[postgis-devel] Prepared Geometry API

Mon Oct 6 10:29:46 PDT 2008

Here's the cache struct:

typedef struct
{
        int32                         key1;
        int32                         key2;
        int32                         argnum;
        const GEOSPreparedGeometry*   prepared_geom;
        const GEOSGeometry*           geom;
        MemoryContext                 context;
} PrepGeomCache;

Our "cache" actually consists of only one prepared geometry. We keep a
reference to the original geometry around too, so we can clean it up
properly with the prepared geometry.

We have two keys now, one for each argument. Though everything except
Intersects uses just one key.
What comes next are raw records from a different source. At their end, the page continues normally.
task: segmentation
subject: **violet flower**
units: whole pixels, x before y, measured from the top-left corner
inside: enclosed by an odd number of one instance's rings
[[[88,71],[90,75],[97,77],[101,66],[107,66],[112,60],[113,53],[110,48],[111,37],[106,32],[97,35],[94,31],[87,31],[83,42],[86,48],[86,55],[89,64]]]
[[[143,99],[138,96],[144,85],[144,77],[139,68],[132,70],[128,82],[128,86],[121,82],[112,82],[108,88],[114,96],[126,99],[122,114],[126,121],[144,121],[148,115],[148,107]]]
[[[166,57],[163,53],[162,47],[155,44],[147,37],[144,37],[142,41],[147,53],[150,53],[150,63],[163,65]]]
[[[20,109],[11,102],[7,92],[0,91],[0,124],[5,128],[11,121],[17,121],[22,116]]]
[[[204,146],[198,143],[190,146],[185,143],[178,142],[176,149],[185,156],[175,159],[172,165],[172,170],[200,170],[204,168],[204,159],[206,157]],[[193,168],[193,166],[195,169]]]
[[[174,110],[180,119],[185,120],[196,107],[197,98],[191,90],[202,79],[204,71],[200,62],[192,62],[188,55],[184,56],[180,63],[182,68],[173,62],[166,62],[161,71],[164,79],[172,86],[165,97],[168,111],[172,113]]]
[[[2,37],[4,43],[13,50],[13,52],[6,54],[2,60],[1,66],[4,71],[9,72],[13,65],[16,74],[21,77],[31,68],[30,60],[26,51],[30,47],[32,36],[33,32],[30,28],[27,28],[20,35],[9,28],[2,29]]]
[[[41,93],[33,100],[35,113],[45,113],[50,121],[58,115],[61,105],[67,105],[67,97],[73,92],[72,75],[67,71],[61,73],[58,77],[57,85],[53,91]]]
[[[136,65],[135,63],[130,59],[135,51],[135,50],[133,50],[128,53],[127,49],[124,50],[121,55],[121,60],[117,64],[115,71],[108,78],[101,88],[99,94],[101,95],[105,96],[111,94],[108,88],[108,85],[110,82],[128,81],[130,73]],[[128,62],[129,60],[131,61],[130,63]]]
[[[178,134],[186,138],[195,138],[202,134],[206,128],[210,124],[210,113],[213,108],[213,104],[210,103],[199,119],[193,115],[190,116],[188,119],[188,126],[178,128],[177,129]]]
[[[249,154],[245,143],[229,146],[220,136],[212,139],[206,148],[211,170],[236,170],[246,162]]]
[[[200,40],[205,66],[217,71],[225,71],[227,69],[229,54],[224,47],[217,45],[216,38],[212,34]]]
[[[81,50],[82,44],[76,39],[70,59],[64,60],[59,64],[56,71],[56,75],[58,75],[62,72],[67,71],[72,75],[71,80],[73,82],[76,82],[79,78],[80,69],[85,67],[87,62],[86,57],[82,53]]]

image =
The argnum just tells us which argument
we are caching, the first or second (this allows us to deal with the
intersects case where the first argument is rapidly changing and the
second is static).

Each time _ST_IntersectsPrepared is called, we pull out the cache
object, and check cache key1 against function key1 and cache key2
against function key2. If key1 is the same as last time, we use the
prepared geometry we have handy. If not, (and key2 is also different)
we tear down our existing cache geometries and re-set the cache
information.

> 1) So you have a cache already or is that if you were to go with this ID
> thing? I thought you already have prepared working so we have caching
> happing already no?
> 2) If you have a cache already, are we caching both the left argument and
> the right argument now or just one?
> 3) You pass the id in the first time it sees the id, you cache the geometry
> using the id as a key to pull it out later.
> 4) Second time you see the id, you just pull it from the cache? (I still
> think you need an index by the way Mark to make this efficient for large
> numbers of large geoms to efficiently pull out of the cache, but that's
> besides the point I guess)
> 5) You are making Intersects and contains and all that other stuff order
> dependent (e.g. now I have to pass in the big geometry first or second and
> the id of the big geometry)?

1) we have a cache. we are caching prepared GEOS geometries
2) we are caching the geometry we will need to handle the next
function invocation, in the case that the next invocation uses the
same geometry as the previous one
3) we only have one entry in our "cache" the id it not for retrieval,
it's to tell us if the geometry coming in is the same as the one we
are holding, without a more expensive test of equality
4) only one entry in the cache. the expense is in figuring out "is
this new geometry the same as the one I have cached" and Mark's
proposition is that memcmp will be fast enough, while my proposition
is that it will always be slower than an id check.
5) contains, within, covers, coveredby are all already order
dependent. intersects is not, and I have handled that case now. the
original code did have an assumption of order in intersects.

Paul